The defendant on this appeal contends that its policy was void ab initio upon the ground that the warranty contained therein was that Peller, the named assured, had "complete ownership" of the car, whilst in fact he held title under a conditional bill of sale.

But that contention is ill-founded in law. The defendant relies upon the case of Hudson Casualty Insurance Co. v. Garfinkel, 111 N.J. Eq. 70. That case does not seem to be in point. That was a direct proceeding to cancel a policy. This case turns upon the effect of the statute herein considered. The policy now in question expressly provided that any coverage provided therein for liability for bodily injury or property damage "is hereby amended to conform with the provisions of the Motor Vehicle Financial Responsibility law of the state" in which the automobile is operated at the time of the accident. Under the policy, therefore, the defendant is liable thereon if made so by the terms of the Financial Responsibility law. Pamph. L. 1929, p. 195, as amended by Pamph. L. 1931, p. 334.

Now at the trial it was proved without dispute that in 1931, prior to the issuance of the policy in question, the named assured, while operating an automobile as driver, had an accident resulting in personal injuries or property damages to another of at least $100. When, therefore, the policy in question was issued to the assured in 1933, he was already in that category of persons of whom evidence of financial responsibility was required, and hence the defendant insurer subjected itself to liability under the Financial Responsibility act, and was governed by the provisions thereof so far as its liability on this risk was concerned. The statute provides

[116 NJL Page 579]

that the insurance carrier cannot cancel or annul such policy after an accident has occurred and a cause of action therefor has accrued against the assured, regardless of any breaches or violations by the assured of the contractual provisions of the policy (and in point of fact the defendant at no time attempted to cancel the policy). Furthermore, the statute clearly indicates that if the insurer is obliged to pay a loss under such policy where there has been a breach of any of the contractual provisions of the policy by the insured, that the insurer can have recourse only against the assured for any loss that the carrier has sustained.

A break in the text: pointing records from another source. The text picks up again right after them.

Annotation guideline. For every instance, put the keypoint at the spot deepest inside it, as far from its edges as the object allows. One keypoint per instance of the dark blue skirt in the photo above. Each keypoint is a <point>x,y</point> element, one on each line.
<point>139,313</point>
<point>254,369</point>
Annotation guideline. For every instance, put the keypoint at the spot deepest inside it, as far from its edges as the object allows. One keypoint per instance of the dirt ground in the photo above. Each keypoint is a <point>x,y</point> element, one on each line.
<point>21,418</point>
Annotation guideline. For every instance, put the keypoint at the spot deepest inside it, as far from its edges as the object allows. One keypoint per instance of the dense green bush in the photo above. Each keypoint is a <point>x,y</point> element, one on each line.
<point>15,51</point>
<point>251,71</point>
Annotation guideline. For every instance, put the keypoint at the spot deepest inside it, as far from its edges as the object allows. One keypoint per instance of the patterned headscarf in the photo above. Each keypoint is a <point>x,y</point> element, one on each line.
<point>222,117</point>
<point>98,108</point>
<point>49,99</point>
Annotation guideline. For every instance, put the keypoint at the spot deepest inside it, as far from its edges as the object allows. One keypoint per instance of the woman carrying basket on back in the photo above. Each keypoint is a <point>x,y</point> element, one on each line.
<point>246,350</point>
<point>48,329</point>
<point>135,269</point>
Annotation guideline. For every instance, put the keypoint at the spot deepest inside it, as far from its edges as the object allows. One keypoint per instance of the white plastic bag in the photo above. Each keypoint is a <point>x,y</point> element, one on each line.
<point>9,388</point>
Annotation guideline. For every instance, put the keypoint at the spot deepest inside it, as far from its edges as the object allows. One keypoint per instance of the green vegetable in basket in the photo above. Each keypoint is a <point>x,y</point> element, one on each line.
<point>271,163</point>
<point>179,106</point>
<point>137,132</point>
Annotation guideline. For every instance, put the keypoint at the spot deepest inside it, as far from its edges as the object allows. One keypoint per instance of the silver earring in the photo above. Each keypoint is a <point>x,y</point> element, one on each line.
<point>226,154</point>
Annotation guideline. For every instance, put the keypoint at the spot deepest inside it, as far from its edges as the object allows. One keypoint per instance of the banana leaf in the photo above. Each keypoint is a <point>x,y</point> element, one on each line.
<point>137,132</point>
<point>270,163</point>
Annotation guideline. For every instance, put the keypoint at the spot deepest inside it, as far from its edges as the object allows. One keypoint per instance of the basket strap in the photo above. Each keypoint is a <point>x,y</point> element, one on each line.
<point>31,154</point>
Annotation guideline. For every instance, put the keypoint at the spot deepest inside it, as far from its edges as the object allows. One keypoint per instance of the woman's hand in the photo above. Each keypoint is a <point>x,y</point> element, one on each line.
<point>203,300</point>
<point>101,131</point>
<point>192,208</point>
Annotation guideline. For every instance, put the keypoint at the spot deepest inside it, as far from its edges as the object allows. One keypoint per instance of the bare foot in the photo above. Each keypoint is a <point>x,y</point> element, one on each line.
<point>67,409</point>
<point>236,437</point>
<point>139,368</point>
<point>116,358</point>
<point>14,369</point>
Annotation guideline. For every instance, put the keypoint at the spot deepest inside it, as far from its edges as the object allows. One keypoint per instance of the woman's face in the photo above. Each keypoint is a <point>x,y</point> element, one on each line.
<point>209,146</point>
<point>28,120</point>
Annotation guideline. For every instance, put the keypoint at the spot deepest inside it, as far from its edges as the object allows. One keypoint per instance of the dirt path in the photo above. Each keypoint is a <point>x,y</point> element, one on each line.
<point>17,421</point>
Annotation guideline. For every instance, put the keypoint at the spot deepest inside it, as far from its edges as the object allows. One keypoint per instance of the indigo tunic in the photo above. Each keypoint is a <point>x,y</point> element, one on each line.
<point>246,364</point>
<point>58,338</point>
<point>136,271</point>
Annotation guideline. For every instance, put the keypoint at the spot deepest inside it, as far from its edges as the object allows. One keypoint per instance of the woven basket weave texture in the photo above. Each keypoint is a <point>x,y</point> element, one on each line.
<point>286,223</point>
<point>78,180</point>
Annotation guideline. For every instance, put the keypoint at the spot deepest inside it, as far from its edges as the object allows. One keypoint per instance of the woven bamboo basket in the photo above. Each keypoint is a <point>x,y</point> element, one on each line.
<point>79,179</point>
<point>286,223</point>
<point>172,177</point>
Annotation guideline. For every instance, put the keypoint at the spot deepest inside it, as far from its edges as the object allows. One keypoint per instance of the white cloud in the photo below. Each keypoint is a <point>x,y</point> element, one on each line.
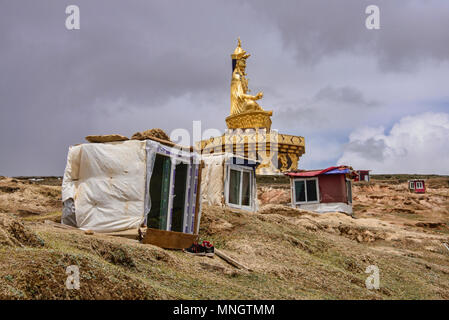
<point>415,144</point>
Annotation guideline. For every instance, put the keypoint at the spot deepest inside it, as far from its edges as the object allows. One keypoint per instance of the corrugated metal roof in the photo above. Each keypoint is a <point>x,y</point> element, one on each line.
<point>314,173</point>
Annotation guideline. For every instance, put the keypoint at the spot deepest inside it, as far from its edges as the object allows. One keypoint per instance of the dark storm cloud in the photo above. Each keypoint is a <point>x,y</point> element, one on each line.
<point>370,149</point>
<point>345,95</point>
<point>410,30</point>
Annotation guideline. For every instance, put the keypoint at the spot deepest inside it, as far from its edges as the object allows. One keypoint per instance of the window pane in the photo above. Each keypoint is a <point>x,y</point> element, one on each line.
<point>234,187</point>
<point>349,188</point>
<point>246,188</point>
<point>300,192</point>
<point>311,191</point>
<point>159,191</point>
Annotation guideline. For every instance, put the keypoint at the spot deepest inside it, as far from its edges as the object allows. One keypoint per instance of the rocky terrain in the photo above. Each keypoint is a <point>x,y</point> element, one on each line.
<point>292,254</point>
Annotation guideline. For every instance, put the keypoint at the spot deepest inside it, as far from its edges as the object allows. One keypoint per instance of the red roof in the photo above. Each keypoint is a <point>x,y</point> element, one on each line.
<point>314,173</point>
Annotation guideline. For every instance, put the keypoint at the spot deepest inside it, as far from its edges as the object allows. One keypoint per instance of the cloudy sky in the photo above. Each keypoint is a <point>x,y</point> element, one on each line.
<point>374,99</point>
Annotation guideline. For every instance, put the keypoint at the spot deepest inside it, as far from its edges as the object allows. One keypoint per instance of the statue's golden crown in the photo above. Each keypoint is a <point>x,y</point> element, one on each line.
<point>239,53</point>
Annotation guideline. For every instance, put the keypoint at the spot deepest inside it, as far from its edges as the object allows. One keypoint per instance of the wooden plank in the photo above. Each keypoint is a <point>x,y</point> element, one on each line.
<point>169,239</point>
<point>230,260</point>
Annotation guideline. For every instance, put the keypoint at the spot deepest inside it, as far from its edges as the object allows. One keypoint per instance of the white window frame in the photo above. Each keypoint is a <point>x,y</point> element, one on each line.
<point>349,182</point>
<point>227,185</point>
<point>305,190</point>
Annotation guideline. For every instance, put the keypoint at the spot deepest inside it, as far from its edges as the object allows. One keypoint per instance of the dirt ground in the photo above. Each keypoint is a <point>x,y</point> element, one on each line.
<point>293,254</point>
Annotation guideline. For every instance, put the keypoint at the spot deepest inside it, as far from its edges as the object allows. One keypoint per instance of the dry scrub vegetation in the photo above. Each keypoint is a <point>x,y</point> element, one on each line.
<point>294,254</point>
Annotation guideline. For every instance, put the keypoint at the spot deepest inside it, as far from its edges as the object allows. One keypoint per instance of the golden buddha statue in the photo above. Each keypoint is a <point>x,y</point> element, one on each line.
<point>245,111</point>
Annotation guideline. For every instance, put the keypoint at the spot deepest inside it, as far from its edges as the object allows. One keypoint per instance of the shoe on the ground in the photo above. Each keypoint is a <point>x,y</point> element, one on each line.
<point>208,248</point>
<point>196,250</point>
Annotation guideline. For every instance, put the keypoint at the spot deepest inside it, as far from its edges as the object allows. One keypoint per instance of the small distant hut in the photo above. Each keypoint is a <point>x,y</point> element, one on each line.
<point>328,190</point>
<point>417,186</point>
<point>362,175</point>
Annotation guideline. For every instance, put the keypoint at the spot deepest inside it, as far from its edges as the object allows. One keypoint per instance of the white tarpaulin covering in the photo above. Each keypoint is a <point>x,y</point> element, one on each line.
<point>107,183</point>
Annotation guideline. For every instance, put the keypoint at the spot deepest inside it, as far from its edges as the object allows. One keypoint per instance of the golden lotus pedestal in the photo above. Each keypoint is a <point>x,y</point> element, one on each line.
<point>277,152</point>
<point>250,119</point>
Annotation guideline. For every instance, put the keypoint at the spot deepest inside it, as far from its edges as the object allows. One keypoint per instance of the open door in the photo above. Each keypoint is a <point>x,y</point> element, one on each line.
<point>159,193</point>
<point>179,201</point>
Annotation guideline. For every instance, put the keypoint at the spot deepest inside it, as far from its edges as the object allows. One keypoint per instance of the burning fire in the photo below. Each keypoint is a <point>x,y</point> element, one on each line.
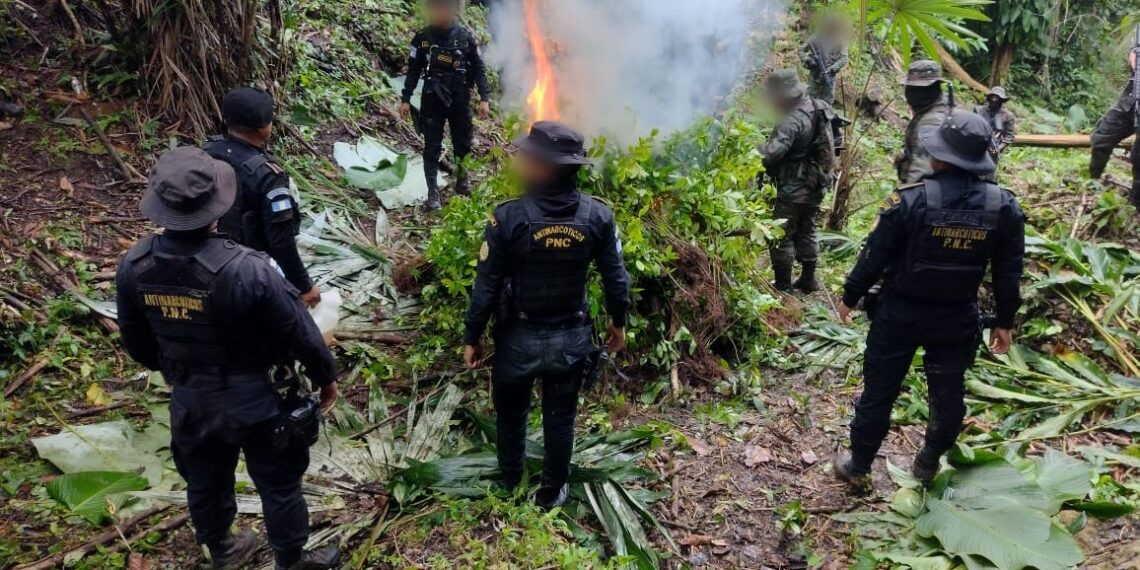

It seems to be a fact that this policy of insurance was not issued at the request of the motor vehicle commissioner. This was not relied upon by the defendant at the argument, and we believe that the fact is immaterial. The rule is that one concerned in a motor vehicle accident, resulting in injury to another person, may have arranged in advance with an insurance company for a policy conforming to Pamph. L. 1929, p. 195, as amended, Pamph. L. 1931, p. 334; and in such case, as here, the insurer cannot escape the responsibility it has undertaken, even though the commissioner of motor vehicles has not required proof of financial responsibility. Steliga v. Metropolitan Casualty Company of New York, 113 N.J.L. 101; affirmed, 114 Id. 156; United States Casualty Co. v. Timmerman, 118 N.J. Eq. 563.

It also seems clear that the beneficiaries of the statute and of the policy provisions required thereby, are the public -- those who may be injured in a motor vehicle accident; and the policy remains valid as to third persons injured in such an accident, despite assured's breach of a warranty or condition precedent. United States Casualty Co. v. Timmerman, 118 N.J. Eq. 563. That the policy is not to be regarded as void ab initio is plainly indicated by the case last cited wherein it was pointed out that a "policy void ad initio because of a warranty or condition precedent affords no protection to the public."

We believe that the foregoing observations dispose of every question argued.

The judgment below will be affirmed, with costs.